BEAR: The economy hasn't only been rough on dancers and singers at powwows. People make a living by selling crafts to spectators. Yellow Two Horse drives his jewelry and art to about 30 powwows a year. He used to make a decent living. Not this year.

Mr. YELLOW TWO HORSE (Native American, Haliwa-Saponi Tribe): Because I went to a couple where after my expenses, travel, rent, pay my health, cost of goods, eat, I lost money.

BEAR: Yellow Two Horse says his business is off 30 to 50 percent, so sometimes he goes to street fairs and flea markets instead. Powwow participation is down across the country, save for a few large events. People say they can't afford to go unless they win competitions.

Unidentified Man: And folks, your champions this year at our 34th annual event for the drum competition...

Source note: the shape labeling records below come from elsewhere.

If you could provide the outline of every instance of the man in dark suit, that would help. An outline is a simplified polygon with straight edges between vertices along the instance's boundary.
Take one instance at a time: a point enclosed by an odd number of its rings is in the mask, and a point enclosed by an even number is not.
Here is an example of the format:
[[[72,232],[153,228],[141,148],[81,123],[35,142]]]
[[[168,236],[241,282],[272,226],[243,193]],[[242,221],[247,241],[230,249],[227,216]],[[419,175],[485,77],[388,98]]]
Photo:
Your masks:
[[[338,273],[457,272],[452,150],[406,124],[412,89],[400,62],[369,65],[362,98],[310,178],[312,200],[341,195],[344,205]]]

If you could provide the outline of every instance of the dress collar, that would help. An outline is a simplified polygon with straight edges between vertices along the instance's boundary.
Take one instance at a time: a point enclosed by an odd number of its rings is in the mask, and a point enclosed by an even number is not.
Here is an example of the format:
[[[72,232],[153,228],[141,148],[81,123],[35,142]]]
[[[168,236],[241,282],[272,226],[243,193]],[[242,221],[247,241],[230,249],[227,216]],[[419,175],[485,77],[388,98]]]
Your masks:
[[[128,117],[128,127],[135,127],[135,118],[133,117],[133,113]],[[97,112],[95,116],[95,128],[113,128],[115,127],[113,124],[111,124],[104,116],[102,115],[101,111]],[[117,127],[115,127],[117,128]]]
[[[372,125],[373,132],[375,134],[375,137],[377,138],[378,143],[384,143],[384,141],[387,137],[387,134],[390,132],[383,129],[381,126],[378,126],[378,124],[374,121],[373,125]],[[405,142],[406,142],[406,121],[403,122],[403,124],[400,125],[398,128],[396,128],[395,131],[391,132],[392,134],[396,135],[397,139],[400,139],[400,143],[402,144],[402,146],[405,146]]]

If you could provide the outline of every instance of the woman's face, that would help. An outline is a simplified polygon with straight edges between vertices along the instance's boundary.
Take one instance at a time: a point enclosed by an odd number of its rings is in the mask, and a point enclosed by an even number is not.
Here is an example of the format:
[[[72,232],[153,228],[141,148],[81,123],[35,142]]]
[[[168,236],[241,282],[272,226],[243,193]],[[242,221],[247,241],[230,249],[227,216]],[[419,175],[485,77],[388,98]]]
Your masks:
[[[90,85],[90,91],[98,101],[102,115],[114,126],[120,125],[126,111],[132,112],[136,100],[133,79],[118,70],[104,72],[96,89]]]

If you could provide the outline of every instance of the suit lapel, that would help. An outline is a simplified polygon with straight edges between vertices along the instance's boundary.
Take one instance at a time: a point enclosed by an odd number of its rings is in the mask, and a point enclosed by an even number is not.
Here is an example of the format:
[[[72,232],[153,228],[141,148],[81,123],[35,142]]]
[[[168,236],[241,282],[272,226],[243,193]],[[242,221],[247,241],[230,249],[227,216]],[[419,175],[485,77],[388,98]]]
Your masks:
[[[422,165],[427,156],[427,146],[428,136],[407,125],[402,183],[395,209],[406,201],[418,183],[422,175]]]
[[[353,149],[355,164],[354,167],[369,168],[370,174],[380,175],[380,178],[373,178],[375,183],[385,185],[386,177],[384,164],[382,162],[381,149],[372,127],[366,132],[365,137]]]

BEAR: Tyler Richardson is hot and tired after a long day of dancing. He's traded his feathers for a cool white tank top. But he's not ready to leave. He listens eagerly as the MC announces the winners.

Unidentified Man: Now, go to the male category, junior men's traditional. In third place, Tyler Richardson.

BEAR: Tyler wins $150. He gets to keep it, but his parents put their winnings towards expenses. They took home about $700. Jesse Richardson says he can't count on winning every time, but it's worth the risk to see his sons dance.

Mr. JESSE RICHARDSON: These boys, they look good out there, and they always get compliments. Everybody is just, hey, them boys right there, they're going to be bad when they get older! You know, they're going to be tough to beat, you know, in a contest. It gets really positive, you know, for them. And I'd like to keep it that way.

BEAR: That'll be difficult. Powwows are among the few places for families like the Richardsons to dance and sing. They need these events. But as the economy struggles, Native Americans worry about the future of this tradition. Charla Bear, NPR News.